As I read today's gospel about being ready for the coming of the Son of Man, I wonder if the writer and Jesus had in mind that the fact that we need to look for God in unexpected places instead of expecting God to come Broadway-style. God might be the still small voice instead of the choir.

In our modern culture, we expect things to be done quickly. These days, I can download a song in seconds to my iPod. I can by my Christmas gifts online in seconds or talk to a friend on the other side of the country of the other side of the world for that matter in real time. All around us, things are done in an instant and made to order to suit our expectations. So, then we encounter this God who doesn't do things in an instant and who doesn't necessarily meet our expectations. We get frustrated and angry and wonder why God is so silent. But maybe God isn't silent, we just aren't listening.

As many of you know, I was let go of my secular employment a few weeks ago. It was, well it is a traumatic experience. One moment, you are working on a project and getting ready for the weekend, and the next, you are giving up your badge and being escorted out of the building. I have prayed many times for God to give me a job quickly, and I still hope God does. I wonder about my finances and how will I get by. I could wonder why God allowed this to happen, why God isn't getting me a good paying and soul fufilling job fast enough, but then I would be missing the many ways God has spoken. God spoke in the many phone calls and cards I received from friends. God spoke in the way my boyfriend was supportive and was able to help me get through those first few rough days. God spoke in the way some have given me job leads. God spoke in the way that many of you have been praying for me. Has God given me a job out the blue? No. I wish it would happen that way, but it hasn't. But God is not silent. God has spoken in the actions of those around me.

The God we worship is one that comes in unexpected ways. The young baby born in a manger was the One who set us all free.

So, what does this all mean? I think it means that we shouldn't look for God in the big things in life, but keep watching for God in the small and the seemingly insignificant. God isn't our heavenly Jeeves that gives us what we want, but instead, God is Immanuel, or God with us. God promises to never leave us or forsake us, and that is important in those dark times. That might not rent the heavens, but it strenghtens us in ways we can't imagine.
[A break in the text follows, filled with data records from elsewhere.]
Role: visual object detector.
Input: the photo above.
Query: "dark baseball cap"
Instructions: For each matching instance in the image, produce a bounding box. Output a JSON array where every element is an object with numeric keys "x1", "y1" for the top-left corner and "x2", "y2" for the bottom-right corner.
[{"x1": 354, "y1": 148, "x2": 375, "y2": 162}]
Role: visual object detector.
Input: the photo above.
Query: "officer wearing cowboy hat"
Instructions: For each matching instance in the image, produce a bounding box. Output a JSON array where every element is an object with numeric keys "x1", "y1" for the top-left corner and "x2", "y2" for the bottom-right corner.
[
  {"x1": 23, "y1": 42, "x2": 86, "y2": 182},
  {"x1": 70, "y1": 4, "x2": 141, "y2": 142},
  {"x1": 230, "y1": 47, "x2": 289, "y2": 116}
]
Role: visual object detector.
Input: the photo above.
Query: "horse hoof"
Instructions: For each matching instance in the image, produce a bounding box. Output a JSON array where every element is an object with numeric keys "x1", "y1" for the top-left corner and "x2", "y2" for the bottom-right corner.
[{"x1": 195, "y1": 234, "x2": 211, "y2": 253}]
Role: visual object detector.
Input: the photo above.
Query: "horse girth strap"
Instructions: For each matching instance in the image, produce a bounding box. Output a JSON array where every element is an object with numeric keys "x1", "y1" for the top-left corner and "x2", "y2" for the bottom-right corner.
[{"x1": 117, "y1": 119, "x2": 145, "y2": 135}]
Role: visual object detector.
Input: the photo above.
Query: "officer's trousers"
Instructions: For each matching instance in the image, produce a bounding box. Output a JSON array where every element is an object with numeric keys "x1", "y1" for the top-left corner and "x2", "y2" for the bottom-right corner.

I want to leave you all with this final thought. Whenever something big weatherwise happens, insurance companies tend to call these happenings, be they hurricanes, fires or earthquakes as 'acts of God.' Knowingly or not, the insurance industry tends to view such big events as something God does. I recently walked past an advertisement, by the Salvation Army that seemed to counter that assessment. As you know, one of the things that the Army does is respond to natural disasters, by providing relief. The Salvation Army ad was memorable in that it said, “We respond to natural disasters with Acts of God.”

In their view, God was not behind the tragedy, but was found in the acts of love and charity provided by countless people. God wasn't found in Hurricane Katina, but in the response of people who gave money and time to help those who from the Gulf Coast.

In this season of expectations, let us look for God among us and with us. Amen.